In a traditional and Roth IRAs, you make contributions of money. Small business employers and self-employed individuals can contribute to their employees’ traditional IRA called a SEP IRA. If you have a SIMPLE (Savings Incentive Match Plan for Employees) IRA, your employer (a small business) matches your contributions to the plan.
With most IRAs, you have little control over the assets in the account. Typically, money market accounts, stocks, certificates of deposits and bonds form the portfolio of the IRA. Self-directed IRAs place you in control of the asset mix. In addition to or in lieu of more traditional investment products, you may select real estate, rights to oil, gas, minerals, water or timber; bitcoins or other cryptocurrencies, commodities and precious metals.

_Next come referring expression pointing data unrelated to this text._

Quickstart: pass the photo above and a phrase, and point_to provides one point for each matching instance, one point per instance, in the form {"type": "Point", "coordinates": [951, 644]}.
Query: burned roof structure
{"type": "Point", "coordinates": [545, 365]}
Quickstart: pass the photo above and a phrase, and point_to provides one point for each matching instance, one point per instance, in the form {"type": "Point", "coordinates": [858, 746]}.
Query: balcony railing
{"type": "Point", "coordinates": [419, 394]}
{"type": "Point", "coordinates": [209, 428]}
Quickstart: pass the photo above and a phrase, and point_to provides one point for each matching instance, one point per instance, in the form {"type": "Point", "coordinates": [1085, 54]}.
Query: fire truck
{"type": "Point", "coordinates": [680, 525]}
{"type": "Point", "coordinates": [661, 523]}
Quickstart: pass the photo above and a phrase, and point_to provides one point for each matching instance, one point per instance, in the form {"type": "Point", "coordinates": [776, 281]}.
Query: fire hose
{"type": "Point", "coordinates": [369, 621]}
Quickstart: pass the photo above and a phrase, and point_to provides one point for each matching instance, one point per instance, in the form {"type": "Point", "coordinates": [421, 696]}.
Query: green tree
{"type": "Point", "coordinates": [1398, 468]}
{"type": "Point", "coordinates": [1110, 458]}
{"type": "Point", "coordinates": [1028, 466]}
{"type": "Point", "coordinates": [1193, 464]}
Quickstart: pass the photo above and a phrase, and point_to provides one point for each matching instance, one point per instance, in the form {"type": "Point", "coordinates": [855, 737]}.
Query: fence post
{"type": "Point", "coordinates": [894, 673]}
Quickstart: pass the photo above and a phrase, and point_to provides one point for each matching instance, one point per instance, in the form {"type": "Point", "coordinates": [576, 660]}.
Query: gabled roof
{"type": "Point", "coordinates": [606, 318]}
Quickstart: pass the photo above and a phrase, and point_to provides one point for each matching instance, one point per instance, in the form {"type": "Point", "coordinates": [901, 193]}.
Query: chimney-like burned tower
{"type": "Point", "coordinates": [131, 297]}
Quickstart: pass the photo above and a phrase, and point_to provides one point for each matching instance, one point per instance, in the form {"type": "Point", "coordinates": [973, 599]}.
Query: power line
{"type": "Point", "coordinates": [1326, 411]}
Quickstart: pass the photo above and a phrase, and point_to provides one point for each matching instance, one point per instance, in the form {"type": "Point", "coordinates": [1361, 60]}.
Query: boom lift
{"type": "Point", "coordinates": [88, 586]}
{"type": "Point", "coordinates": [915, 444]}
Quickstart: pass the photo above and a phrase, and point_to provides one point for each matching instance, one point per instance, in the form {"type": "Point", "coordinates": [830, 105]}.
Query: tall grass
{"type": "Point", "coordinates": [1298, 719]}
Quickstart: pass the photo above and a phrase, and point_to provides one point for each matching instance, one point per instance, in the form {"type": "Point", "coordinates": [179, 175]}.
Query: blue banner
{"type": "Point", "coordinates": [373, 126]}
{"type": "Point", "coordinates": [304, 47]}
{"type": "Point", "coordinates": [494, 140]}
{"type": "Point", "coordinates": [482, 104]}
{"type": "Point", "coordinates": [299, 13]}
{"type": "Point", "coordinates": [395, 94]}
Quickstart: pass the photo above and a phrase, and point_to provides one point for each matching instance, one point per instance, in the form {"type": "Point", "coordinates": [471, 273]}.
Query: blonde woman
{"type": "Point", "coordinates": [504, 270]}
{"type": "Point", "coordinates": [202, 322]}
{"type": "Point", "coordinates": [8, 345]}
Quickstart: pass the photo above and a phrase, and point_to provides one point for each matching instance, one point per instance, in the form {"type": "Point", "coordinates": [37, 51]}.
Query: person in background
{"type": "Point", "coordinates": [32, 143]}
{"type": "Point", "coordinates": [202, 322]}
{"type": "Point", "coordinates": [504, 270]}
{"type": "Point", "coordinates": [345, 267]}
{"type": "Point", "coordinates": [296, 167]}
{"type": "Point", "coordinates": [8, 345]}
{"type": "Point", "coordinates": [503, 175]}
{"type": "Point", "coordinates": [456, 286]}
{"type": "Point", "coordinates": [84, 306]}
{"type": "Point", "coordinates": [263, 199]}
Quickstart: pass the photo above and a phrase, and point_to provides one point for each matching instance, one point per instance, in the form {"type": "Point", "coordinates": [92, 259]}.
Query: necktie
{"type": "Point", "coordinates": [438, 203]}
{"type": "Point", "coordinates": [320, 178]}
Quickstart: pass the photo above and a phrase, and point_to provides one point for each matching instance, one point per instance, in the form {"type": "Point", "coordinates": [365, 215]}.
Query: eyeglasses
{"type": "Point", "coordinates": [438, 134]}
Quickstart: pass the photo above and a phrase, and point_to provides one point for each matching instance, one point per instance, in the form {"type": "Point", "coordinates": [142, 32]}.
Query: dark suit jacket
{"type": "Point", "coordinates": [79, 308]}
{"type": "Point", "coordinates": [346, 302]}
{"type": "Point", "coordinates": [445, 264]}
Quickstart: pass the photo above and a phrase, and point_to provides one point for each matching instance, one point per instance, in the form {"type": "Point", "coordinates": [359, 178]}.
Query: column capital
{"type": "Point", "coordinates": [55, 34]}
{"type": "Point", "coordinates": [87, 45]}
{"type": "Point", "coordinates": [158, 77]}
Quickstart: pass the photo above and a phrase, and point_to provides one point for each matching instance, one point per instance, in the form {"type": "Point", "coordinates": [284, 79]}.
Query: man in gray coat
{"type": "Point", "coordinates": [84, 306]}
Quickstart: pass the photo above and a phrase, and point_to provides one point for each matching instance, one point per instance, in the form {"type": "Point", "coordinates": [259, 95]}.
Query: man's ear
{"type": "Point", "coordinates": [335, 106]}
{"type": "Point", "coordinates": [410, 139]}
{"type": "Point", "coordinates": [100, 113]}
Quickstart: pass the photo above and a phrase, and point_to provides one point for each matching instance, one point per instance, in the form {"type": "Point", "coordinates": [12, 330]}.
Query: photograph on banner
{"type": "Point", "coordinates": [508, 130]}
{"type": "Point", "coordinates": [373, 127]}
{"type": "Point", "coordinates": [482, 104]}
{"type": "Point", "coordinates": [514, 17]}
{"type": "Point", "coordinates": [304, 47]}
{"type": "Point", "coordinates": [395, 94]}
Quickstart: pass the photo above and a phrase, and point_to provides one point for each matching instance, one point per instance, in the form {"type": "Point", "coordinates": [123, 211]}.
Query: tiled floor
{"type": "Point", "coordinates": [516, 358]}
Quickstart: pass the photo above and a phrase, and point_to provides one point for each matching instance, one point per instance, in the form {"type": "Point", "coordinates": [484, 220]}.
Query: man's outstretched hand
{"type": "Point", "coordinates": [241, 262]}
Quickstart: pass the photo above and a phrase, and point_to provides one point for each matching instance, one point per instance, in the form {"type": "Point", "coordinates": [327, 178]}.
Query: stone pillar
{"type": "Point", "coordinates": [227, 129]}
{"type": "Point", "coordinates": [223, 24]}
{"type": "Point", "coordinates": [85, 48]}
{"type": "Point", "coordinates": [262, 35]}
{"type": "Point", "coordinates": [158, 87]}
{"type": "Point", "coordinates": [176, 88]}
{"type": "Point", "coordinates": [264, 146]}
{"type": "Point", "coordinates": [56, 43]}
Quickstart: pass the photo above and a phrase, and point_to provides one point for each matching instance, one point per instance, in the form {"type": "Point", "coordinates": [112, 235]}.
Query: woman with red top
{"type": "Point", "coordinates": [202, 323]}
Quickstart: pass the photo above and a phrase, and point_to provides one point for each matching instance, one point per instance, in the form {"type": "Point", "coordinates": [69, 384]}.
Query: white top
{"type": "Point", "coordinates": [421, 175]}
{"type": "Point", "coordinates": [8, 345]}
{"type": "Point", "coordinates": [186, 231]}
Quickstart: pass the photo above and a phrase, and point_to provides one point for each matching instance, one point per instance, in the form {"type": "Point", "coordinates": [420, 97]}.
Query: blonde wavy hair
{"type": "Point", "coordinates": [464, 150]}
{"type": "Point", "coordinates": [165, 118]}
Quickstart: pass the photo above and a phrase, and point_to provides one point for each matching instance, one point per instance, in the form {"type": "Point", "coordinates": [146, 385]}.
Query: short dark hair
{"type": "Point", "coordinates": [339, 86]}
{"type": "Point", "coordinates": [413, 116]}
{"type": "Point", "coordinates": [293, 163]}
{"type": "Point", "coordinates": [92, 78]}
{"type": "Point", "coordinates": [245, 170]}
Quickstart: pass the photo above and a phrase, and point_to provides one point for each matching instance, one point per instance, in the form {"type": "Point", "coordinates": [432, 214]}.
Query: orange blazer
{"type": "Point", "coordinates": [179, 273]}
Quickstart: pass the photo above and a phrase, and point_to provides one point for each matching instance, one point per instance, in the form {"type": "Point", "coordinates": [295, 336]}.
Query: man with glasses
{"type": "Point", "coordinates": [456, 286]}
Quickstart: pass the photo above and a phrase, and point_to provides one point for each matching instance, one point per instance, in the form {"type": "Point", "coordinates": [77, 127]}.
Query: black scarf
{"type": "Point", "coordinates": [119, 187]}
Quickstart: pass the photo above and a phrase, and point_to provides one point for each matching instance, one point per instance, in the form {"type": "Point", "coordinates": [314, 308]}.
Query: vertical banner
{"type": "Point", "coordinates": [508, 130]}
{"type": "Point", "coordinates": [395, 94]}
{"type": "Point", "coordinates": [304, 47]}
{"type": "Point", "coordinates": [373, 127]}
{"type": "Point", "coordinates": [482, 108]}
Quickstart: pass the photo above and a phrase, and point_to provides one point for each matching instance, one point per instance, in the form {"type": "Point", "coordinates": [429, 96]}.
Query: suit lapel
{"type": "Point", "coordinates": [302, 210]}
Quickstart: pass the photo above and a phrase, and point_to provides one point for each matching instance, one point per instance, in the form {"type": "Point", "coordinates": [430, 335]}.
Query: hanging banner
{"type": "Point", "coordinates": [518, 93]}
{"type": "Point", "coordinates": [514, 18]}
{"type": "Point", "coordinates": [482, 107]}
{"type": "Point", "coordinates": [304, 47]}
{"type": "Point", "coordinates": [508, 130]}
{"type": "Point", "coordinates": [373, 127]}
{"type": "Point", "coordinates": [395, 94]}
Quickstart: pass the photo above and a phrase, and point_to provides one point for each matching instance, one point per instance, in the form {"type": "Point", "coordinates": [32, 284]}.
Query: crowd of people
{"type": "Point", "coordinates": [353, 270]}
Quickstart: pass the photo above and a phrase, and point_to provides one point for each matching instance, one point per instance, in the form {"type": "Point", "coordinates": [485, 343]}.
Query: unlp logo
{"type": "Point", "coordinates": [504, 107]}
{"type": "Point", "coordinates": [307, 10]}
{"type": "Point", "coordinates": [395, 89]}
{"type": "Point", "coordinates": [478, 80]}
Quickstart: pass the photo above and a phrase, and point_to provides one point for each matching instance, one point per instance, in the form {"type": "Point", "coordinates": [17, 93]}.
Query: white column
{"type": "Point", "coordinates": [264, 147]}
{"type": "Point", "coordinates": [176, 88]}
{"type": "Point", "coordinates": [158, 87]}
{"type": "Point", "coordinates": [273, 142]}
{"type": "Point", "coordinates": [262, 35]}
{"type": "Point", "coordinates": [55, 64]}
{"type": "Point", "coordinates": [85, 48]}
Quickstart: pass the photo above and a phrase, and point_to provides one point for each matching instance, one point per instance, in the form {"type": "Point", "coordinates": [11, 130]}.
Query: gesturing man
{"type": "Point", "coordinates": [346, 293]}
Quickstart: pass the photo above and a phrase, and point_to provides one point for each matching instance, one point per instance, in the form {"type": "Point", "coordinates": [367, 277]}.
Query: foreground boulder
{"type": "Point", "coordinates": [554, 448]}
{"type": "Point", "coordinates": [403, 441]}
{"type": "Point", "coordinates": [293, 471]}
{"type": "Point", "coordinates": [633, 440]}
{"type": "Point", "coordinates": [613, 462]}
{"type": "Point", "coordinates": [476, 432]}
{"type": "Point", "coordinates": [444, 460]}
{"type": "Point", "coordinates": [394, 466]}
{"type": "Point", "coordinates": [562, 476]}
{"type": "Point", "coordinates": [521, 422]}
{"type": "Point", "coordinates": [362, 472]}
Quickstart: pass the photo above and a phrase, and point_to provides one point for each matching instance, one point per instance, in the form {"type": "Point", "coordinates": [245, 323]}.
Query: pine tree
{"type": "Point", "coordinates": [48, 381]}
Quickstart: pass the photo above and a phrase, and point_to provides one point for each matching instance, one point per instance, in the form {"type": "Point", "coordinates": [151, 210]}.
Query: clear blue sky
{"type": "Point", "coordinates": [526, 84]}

You may turn to such an account to achieve more diversification or the prospects of higher returns. Due to the potentially complex or volatile features of some assets in a self-directed IRA, you may need a financial or investment advisor to guide your IRA portfolio decisions.
Precious Metals IRAs
IRAs that contain precious metals represent one form of self-directed IRAs. These metals take the form of coins or bars that the IRA holds in trust for you. As with other assets in an IRA, the precious metals can and often fluctuate significantly in value. Factors such as the demand for jewelry, the level of mining activity (and thus the supply of precious metals), political events and inflation can affect the gold price or value of other precious metals.
The Internal Revenue Service sets specific standards for what constitutes “precious metals.” Specifically, only gold, silver, palladium or platinum can be deposited into a precious metals IRA. The items must also have a particular composition of the particular precious metal.
How Do You Put Physical Gold in an IRA?
To have an IRA with gold bars or coins, you must turn to an IRS-approved trustee or a bank. You deposit money in the IRA, and the bank or approved trustee you select acquires the gold. Otherwise, most of the general rules and principles of IRAs apply. You must observe the annual contribution limits imposed by the Internal Revenue Service.
Having a gold-based IRA can provide great returns over a period of years to support your retirement. Starting early can allow you to weather the sometimes sharp declines and over time yield value to comfortably fund your retirement.